Lebanese poker player (born 1959)

Joe Awada (born Yehia Awada; يحيى عواضة ; born 12 March 1959, in Beirut, Lebanon) is a professional poker player, based in Las Vegas, Nevada.

Awada moved from Lebanon to the United States in his early teenage years, working as a juggler, eventually touring with the Harlem Globetrotters. After a car accident, he began working as a casino dealer and eventually became a regular on the poker tournament circuit.

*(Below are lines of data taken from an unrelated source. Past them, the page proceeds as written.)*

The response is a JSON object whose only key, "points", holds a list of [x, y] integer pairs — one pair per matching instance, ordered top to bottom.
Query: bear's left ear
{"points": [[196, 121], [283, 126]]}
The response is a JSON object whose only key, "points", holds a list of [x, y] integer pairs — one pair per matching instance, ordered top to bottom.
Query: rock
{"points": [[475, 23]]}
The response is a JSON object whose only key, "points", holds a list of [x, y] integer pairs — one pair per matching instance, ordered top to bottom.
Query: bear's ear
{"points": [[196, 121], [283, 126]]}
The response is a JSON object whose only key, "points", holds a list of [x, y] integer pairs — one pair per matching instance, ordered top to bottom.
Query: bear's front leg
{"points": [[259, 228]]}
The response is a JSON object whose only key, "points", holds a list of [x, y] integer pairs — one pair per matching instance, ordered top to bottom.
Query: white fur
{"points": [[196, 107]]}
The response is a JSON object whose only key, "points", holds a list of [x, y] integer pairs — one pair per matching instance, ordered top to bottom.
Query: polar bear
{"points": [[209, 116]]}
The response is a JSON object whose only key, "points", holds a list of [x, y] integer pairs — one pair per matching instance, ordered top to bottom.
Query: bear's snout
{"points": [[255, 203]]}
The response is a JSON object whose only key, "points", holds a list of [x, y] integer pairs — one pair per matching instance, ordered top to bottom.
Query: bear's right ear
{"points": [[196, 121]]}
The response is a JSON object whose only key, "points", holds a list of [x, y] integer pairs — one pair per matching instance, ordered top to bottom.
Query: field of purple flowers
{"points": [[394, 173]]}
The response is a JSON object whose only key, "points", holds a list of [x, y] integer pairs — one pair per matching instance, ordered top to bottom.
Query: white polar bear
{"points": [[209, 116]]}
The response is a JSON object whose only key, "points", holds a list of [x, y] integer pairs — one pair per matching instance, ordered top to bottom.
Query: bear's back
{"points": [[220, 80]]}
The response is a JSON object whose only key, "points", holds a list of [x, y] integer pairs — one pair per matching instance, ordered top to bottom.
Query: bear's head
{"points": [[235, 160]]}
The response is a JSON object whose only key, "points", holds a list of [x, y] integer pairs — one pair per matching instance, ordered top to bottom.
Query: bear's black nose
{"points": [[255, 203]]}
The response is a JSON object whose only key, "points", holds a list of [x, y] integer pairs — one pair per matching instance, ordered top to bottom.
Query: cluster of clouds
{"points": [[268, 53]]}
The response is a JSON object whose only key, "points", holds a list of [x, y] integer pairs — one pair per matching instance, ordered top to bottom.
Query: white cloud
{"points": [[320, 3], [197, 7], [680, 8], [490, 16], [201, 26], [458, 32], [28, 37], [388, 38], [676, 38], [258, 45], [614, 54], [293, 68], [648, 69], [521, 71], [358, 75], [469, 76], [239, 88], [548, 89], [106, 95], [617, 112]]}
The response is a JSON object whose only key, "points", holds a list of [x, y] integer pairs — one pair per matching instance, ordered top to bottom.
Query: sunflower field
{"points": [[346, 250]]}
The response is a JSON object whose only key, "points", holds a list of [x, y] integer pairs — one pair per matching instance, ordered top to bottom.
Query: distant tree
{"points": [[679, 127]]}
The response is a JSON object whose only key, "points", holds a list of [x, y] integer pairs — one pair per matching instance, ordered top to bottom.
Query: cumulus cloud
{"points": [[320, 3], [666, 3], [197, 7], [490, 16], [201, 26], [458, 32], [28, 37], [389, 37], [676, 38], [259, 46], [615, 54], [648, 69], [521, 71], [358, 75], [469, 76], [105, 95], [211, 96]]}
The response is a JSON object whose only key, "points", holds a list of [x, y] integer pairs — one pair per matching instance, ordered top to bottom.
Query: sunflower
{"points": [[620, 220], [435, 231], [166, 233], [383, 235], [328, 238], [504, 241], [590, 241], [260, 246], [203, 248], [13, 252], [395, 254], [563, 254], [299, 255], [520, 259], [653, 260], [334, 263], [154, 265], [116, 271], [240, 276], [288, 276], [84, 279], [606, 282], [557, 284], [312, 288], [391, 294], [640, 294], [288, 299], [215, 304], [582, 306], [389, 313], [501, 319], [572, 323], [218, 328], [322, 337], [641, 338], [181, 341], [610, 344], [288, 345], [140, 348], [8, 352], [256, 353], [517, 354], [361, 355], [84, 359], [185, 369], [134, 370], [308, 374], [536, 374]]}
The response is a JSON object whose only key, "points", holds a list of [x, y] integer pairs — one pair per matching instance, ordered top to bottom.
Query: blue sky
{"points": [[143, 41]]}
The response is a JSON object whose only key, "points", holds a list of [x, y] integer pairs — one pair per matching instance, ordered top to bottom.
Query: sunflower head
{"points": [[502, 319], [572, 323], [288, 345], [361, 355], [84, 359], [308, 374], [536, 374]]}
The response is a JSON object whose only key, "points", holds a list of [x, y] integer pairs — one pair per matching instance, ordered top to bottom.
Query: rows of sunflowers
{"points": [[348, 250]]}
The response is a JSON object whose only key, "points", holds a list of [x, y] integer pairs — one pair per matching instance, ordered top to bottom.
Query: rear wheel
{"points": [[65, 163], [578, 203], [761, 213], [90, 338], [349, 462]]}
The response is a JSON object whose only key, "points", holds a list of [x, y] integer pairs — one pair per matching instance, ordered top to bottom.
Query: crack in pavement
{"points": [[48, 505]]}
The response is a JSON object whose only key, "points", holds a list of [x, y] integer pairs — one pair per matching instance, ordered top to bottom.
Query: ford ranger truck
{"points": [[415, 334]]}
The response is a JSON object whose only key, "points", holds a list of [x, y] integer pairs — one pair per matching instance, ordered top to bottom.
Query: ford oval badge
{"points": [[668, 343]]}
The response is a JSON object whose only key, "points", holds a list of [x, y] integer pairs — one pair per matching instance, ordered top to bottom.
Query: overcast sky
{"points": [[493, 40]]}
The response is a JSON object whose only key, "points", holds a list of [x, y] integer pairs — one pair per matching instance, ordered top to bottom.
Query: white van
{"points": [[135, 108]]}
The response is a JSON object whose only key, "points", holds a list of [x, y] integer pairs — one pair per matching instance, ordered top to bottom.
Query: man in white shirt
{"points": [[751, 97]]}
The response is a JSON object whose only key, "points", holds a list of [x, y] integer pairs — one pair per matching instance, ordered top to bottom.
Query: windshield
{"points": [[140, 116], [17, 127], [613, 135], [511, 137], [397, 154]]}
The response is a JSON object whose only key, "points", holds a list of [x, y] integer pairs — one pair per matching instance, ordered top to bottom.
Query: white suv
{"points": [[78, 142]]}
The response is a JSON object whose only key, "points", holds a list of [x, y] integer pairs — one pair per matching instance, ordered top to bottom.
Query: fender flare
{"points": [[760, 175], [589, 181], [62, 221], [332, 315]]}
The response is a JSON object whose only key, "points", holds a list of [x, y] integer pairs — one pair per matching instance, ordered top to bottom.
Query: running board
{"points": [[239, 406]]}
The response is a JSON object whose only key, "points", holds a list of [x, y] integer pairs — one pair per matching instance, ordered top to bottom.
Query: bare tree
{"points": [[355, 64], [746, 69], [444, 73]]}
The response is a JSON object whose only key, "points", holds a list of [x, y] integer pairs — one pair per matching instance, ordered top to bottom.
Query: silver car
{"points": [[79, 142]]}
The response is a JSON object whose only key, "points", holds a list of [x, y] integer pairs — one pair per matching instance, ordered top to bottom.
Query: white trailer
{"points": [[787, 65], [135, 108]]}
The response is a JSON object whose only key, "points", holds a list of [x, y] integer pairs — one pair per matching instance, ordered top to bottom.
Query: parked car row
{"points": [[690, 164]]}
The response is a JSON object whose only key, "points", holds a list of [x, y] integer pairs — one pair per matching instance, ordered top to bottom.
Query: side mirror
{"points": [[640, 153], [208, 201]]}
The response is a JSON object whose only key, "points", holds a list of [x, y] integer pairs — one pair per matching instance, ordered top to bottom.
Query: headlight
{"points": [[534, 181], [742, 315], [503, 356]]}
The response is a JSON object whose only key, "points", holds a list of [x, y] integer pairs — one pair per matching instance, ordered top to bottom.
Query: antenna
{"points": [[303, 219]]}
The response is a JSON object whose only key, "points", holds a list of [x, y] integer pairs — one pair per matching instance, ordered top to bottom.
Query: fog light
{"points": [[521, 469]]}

At the 2004 World Series of Poker (WSOP), Awada finished second to Scott Fischman in the $1,500 no limit hold'em event. Awada would have won the gold bracelet in that tournament were it not for a bad beat on the river that kept Fischman alive—Fischman won the tournament on the very next hand. Later in the same WSOP, Awada won a gold bracelet in the $5,000 seven-card stud event, defeating Marcel Lüske. Three months later, he made the final table of the World Poker Tour (WPT) third season event won by Doyle Brunson. Awada nearly went back to back, finishing fifth in the seven card stud championship the following year. The final table included John Phan, Chip Jett, Keith Sexton and eventual champion Jan Sørensen.

Awada has won an event on the Ultimate Poker Challenge and made the final table of a World Series of Poker circuit event.

As of 2018, his total live tournament winnings exceed $1,040,000. His 9 cashes as the WSOP account for $580,759 of those winnings.